Star Review
Jean-Paul Belmondo made his name playing a hood with a fondness for Bogart in A Bout de Souffle. It couldn’t have been more appropriate, for surely no actor has a better claim to be the true heir to Bogie. Just like Bogart, he’s ugly-beautiful – twinkling eyes above a prize fighter’s nose – and there’s the same combination of charm and attitude. Not to mention the cigarette both men glued to their lower lip. Was the Bogart fetish in the script or was it (yet another) canny move by Jean-Luc Godard? If he’d cast Alain Delon, would the character worship, say, George Raft?
The earliest film here, A Double Tour, features Belmondo as an obnoxious boyfriend antagonising his prospective mother-in-law. It’s a supporting part, yet his star power is already on show and he walks away with the film. Ostensibly a murder mystery, Claude Chabrol is as interested in showing a bourgeois family unravel as he is in finding out whodunit. He films it with considerable style, especially the Hitchcockian murder and the innovative use of flashbacks.
Pierrot le Fou is a companion piece to A Bout de Souffle or maybe (for remember that this is Godard), the second part of the same film. Both are lovers-on-the-run stories but Pierrot… goes further off road. It’s a most playful work, maybe even Godard’s funniest. It is also a film of extraordinary beauty and remains utterly relevant.
After Pierrot… Belmondo concentrated on more mainstream movies. However, he was still willing to work with interesting directors. Stavisky is a big-budget collaboration with Alain Resnais, that dramatises a scandal of the 1930s, when a left-wing French government was bought down by an upmarket swindler. Belmondo is perfect as the charismatic conman, although those unfamiliar with L’affaire Stavisky might find the film occasionally opaque.
The most recent film here is also the least: Le Professional is a baggy thriller that briefly entertains with a striking car chase but otherwise just joins the dots. It is the weak link in a collection that shows off one of the truly great stars in some of his most characteristic roles.
James Oliver on 13th June 2007
View all 34 of James Oliver’s reviews
[ Show Film Description ]
Film Description
A fine selection of five films from one of the key faces of the nouvelle vague, who is also one of France's biggest box office stars and a recipient of France’s highest accolade, the Legion of Honour. The set mixes the familiar with the less well-known and contains: À Double Tour (Chabrol, 1959), À Bout de Souffle (Godard, 1960), Pierrot le Fou (Godard, 1965), Stavisky (Resnais, 1974) and Le Professionnel (Lautner, 1981).
À Double Tour, Claude Chabrol's first film in colour, is a characteristically suspenseful thriller and also a cruel portrait of bourgeois life.

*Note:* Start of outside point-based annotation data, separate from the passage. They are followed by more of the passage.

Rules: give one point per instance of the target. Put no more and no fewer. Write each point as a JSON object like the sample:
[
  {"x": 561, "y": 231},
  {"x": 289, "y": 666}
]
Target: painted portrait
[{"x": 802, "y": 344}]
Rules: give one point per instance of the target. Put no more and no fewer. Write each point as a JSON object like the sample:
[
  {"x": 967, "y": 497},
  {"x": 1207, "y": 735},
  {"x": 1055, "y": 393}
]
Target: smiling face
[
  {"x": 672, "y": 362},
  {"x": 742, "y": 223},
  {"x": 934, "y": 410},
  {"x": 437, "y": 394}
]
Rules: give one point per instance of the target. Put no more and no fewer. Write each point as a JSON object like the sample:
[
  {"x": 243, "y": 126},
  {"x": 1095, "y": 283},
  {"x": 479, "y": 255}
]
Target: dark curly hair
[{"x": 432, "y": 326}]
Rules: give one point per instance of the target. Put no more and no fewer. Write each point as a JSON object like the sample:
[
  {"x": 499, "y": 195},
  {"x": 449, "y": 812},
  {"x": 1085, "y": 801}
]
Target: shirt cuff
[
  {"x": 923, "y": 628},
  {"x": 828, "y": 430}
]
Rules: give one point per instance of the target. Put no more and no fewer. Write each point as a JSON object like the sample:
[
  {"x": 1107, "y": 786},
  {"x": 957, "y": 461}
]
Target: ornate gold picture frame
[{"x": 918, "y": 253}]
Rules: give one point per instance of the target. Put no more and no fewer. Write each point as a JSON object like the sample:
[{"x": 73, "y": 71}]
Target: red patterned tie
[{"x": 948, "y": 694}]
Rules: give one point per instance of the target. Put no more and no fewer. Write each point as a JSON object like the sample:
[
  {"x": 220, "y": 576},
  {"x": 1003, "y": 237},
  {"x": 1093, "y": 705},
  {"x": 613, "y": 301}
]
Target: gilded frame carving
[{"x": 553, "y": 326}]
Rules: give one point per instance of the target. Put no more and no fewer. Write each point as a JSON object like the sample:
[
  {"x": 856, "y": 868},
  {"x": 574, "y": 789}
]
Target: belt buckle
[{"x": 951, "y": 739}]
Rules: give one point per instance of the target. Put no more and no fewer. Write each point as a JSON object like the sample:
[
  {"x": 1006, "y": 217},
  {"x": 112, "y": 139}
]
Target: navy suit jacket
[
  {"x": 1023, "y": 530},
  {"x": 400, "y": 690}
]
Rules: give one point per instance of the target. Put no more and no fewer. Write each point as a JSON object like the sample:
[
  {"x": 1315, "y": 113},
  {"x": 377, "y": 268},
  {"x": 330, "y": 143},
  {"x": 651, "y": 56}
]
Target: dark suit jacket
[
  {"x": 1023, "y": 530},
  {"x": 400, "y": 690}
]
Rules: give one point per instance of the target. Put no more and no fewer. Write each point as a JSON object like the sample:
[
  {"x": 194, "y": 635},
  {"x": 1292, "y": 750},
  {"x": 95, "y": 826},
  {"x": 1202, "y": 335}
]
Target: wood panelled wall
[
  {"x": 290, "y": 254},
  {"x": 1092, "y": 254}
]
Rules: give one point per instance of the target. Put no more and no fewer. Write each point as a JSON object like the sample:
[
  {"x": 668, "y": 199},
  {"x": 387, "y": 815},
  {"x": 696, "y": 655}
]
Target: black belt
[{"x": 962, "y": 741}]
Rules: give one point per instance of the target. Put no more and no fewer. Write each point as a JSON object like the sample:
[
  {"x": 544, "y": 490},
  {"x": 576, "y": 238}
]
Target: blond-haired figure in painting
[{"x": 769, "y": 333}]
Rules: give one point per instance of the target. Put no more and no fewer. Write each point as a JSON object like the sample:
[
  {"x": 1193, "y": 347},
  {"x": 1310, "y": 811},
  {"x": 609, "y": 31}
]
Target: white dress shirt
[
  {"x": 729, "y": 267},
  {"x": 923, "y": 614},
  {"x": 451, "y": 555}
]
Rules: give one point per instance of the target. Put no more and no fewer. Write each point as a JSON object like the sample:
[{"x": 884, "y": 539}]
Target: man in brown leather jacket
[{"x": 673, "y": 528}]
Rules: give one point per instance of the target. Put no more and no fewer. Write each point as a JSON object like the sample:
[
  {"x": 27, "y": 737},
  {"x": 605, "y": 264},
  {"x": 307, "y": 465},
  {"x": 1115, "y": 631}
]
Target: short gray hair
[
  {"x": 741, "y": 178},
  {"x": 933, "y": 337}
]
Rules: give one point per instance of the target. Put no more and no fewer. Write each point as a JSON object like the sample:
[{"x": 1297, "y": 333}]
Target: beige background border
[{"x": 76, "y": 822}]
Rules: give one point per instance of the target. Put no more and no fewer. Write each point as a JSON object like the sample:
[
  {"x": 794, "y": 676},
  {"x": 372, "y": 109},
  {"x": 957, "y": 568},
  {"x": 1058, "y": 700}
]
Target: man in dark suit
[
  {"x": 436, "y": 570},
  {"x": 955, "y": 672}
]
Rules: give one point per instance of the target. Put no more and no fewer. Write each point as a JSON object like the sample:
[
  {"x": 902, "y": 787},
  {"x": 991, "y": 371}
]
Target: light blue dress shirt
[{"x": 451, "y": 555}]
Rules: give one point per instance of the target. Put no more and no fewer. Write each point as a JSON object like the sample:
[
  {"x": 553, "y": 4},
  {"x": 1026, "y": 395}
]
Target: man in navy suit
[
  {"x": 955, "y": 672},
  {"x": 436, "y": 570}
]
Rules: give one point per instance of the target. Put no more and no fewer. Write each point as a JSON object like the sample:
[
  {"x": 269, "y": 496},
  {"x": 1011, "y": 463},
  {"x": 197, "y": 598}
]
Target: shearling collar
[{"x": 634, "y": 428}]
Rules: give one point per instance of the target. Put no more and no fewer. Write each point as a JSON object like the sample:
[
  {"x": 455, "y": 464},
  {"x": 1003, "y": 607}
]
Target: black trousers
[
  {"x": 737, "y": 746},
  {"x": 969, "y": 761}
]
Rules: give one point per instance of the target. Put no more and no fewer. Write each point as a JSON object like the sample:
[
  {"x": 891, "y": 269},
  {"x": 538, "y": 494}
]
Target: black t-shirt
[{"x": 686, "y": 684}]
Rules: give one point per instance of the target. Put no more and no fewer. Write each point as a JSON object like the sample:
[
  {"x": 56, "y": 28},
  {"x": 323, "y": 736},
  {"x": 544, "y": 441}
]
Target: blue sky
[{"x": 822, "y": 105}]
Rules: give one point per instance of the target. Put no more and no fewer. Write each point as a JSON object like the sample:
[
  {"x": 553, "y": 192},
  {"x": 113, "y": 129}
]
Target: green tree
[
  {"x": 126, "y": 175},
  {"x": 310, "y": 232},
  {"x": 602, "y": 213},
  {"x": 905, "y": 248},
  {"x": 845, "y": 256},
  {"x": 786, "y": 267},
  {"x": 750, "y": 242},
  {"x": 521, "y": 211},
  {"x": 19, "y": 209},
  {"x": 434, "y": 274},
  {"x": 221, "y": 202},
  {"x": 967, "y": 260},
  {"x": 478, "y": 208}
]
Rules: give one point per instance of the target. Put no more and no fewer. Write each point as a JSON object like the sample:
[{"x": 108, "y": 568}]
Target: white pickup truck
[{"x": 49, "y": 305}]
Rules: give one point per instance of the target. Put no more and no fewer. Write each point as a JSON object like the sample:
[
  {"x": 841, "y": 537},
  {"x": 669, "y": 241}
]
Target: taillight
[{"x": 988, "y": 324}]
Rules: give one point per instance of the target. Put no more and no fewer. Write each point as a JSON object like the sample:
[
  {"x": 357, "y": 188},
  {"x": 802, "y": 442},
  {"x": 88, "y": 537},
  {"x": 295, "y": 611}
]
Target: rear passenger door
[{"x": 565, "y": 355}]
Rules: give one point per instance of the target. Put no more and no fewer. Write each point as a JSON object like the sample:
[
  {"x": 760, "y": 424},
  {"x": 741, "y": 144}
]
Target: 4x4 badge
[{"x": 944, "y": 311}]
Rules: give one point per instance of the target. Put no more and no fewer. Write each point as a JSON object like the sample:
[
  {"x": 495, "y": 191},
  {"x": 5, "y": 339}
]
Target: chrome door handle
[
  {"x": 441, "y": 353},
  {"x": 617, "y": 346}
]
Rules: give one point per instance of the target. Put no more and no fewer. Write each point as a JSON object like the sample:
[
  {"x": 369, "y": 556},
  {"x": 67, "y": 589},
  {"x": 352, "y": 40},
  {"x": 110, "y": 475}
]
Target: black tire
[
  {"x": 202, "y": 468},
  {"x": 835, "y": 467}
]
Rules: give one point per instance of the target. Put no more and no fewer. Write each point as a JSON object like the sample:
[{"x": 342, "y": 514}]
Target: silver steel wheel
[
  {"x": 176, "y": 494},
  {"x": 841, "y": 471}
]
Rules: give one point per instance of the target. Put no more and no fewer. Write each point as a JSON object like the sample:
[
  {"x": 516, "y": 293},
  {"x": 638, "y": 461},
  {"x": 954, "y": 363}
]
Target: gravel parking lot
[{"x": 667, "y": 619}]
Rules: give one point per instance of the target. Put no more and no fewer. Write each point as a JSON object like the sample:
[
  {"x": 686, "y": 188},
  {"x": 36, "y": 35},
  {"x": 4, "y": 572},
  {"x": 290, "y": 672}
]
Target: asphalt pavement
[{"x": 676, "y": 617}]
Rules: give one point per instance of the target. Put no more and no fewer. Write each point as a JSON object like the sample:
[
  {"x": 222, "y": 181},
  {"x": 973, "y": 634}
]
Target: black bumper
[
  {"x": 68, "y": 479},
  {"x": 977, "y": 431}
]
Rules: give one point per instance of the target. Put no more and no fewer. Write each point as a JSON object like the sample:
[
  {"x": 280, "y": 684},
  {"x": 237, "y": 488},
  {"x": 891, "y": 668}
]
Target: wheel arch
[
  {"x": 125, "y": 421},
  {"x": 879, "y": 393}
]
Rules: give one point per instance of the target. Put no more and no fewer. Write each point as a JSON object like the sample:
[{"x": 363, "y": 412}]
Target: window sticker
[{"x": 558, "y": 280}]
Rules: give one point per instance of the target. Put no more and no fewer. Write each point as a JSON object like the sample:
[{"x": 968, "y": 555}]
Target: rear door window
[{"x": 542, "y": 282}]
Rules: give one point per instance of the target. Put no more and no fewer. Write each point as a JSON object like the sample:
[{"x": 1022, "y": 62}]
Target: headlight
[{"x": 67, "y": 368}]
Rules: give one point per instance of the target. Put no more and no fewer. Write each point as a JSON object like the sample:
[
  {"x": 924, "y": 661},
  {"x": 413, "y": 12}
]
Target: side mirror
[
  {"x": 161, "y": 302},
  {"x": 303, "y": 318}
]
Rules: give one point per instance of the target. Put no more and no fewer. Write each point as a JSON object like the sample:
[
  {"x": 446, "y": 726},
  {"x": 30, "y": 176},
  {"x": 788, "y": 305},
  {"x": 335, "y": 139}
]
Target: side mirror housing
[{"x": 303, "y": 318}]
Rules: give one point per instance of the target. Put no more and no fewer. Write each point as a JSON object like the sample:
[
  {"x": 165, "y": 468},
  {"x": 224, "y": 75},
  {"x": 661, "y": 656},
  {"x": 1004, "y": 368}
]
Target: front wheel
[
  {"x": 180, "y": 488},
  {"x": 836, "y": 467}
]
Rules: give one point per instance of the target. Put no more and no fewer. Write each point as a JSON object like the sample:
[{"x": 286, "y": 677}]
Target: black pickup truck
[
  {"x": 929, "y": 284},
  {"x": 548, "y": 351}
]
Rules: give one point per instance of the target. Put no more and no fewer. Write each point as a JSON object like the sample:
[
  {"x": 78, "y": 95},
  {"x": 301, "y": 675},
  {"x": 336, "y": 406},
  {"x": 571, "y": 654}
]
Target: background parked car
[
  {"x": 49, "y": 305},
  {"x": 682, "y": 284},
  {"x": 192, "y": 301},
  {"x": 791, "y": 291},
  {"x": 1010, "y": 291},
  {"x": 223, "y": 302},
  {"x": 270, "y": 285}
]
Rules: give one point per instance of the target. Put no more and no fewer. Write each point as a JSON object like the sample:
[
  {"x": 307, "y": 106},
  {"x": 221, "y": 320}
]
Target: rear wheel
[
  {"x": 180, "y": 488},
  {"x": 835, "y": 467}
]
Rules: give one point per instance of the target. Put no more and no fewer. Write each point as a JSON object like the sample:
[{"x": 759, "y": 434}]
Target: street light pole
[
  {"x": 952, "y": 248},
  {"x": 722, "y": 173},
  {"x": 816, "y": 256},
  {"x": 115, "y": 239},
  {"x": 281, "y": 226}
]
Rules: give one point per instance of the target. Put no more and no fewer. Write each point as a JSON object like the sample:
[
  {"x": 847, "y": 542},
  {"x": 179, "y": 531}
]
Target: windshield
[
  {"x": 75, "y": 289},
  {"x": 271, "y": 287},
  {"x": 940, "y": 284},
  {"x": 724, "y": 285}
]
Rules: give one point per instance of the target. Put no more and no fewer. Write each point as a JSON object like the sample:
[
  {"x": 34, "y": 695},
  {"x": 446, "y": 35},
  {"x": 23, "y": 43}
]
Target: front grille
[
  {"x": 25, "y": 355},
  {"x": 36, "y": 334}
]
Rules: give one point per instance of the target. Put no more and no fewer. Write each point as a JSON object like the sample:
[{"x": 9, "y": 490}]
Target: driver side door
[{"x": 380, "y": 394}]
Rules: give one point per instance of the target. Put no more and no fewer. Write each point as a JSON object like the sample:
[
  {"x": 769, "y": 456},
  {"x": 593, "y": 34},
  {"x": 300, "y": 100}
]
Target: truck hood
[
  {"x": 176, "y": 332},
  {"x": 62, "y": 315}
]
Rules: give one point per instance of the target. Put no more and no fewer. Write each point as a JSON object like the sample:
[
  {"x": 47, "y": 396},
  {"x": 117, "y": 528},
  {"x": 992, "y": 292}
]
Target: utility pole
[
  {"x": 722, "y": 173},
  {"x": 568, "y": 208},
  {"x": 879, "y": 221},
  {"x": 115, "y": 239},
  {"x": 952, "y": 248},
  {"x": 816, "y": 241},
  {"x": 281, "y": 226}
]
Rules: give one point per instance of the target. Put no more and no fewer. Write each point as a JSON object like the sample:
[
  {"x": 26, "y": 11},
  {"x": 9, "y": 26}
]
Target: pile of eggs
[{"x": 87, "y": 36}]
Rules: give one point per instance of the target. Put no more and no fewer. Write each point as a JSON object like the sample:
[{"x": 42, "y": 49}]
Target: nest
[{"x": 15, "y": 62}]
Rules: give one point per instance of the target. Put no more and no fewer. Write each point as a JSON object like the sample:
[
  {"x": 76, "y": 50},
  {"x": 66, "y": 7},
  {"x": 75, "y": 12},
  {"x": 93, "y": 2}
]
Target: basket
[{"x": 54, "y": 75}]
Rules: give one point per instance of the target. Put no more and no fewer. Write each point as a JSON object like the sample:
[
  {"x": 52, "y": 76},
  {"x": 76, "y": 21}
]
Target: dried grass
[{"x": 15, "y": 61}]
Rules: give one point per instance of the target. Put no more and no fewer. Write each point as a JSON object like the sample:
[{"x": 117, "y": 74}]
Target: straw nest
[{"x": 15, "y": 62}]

Henri Marcoux, a respectable middle-class man living in Provence with his wife and two children, is having an affair with a younger woman, Léda. His wife is determined to avoid a scandal at any price, even to the extent of breaking off her daughter’s engagement when she learns that her future son-in-law Laszlo (Belmondo) has been sympathising with her husband. Then the unthinkable happens – Léda is found dead. But who is the killer?
A bout de Souffle was the film that gave Belmondo his big break. As the petty criminal on the run in a film that was the epitome of cool, Belmondo entered cinematic immortality. Interestingly, the film united four of the initiators of the nouvelle vague - Godard (producer, director), Truffaut (writer), Chabrol (artistic director) and Melville (actor).
Pierrot le Fou, a sort of follow-uo to Breathless, is the story of a bored husband (Belmondo) who runs away from Paris to the South of France with an unpredictable but beguiling young babysitter (Anna Karina) after a corpse is found in her flat. After an idyllic time at the seaside they hit the road once more and get by on theft. Belmondo was nominated for a BAFTA for his perfomance in this tragic tale of a romantic couple who cannot escape fate no matter how far they flee.
Widely regarded as one of Alan Resnais’ finest films, Stavisky tries to shed some light on the eponymous, enigmatic Russian émigré who scandalised France. Stavisky (brilliantly portrayed by Belmondo) built an empire through a combination of subterfuge, fraud and false identity, becoming, as the more respectably titled Serge Alexandre, one of the most influential and powerful men in France in the period between the wars. As the investigations of Inspector Bonny reveal, his life was the perfect sham, which took in businessmen, financiers and politicians of all persuasions. Features a score from Stephen Sondheim.
Finally, Le Professionel is a hard-edged action thriller with a haunting Ennio Morricone score. Secret agent Joss Beaumont (Belmondo) is sent to Malawi to assassinate President N’Nala. At the last moment, the French authorities make a change of policy and betray Beaumont to the Malawi government. After two years in captivity, Beaumont escapes from the African state and returns to Paris to enact his revenge.